For personal reasons that will be made clear in future posts, I have chosen to concentrate on playing badminton. I recently cleaned my closet and gave away my tennis rackets to others who will put it to good use. I am not saying that one sport is better than the other. This is all about personal choices, about what kind of sports will fit each individual. After all, variety is the spice of life.

Thursday, June 22, 2006

Cameras, anyone?

When, in the middle of a birthday celebration last Sunday, my camera suddenly conked out on me, I decided to give up my fight against digital cameras and join the bandwagon. Don't get me wrong, I'm all for digital stuff and technology and gadgets to make my life easier. It's just that I bought this Canon Ixus (film) camera at a ridiculously high price several years ago, just before digital cameras suddenly became en vogue, so in order to keep my sanity, I had to convince myself several times that film cameras are so much better than digital cameras.

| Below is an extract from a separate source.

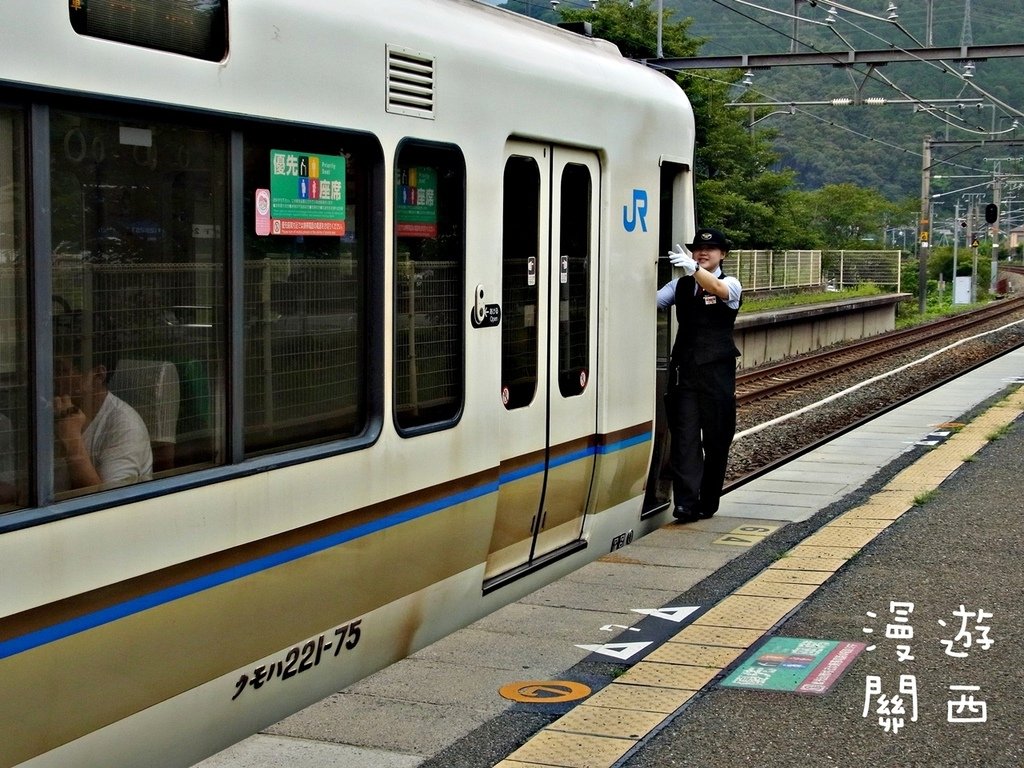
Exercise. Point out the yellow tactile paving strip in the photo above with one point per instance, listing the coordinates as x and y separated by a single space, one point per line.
603 728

But not anymore. With my film camera out of commission, I suddenly had a reason to buy a new camera. And yes, of course, digital is the only way to go.

So, last night, with much nudging and persuasion, hubby grudgingly accompanied me to Park Square in Makati in order to browse through the different digital cameras that are available in the market. Whew! It was definitely tough! The selection of digital cameras are wide and choosing one depends largely on the needs of the user. My main concerns are battery life (I want lithium ion ones, however they belong to a higher price category, way out of my league) and reasonable megapixels (although photography is not my main source of livelihood, I want to make sure that I could use it for years to come and the prints will still turn out good, so 2 MPs were definitely out of the picture).

Here are some cameras available:

… and more cameras….

With all of these cameras staring at me, I suddenly panicked. So, hubby advised me to wait one more week, just browse around the malls and surf the net, before deciding on what camera to buy. Ok, ok, I agreed. It didn't help too that a $^%$^% saleslady was very rude to us. We asked her if a certain brand is available on installment basis and she ignored us. I was pretty sure she heard us and we repeated our question twice. We stormed out of there without waiting for the answer to our question. That serves her right! (as if the saleslady cares)

So now, I'm still surfing the net, looking for previews of the brands and models that are within my price range. Hopefully, I get to make my final choice this weekend.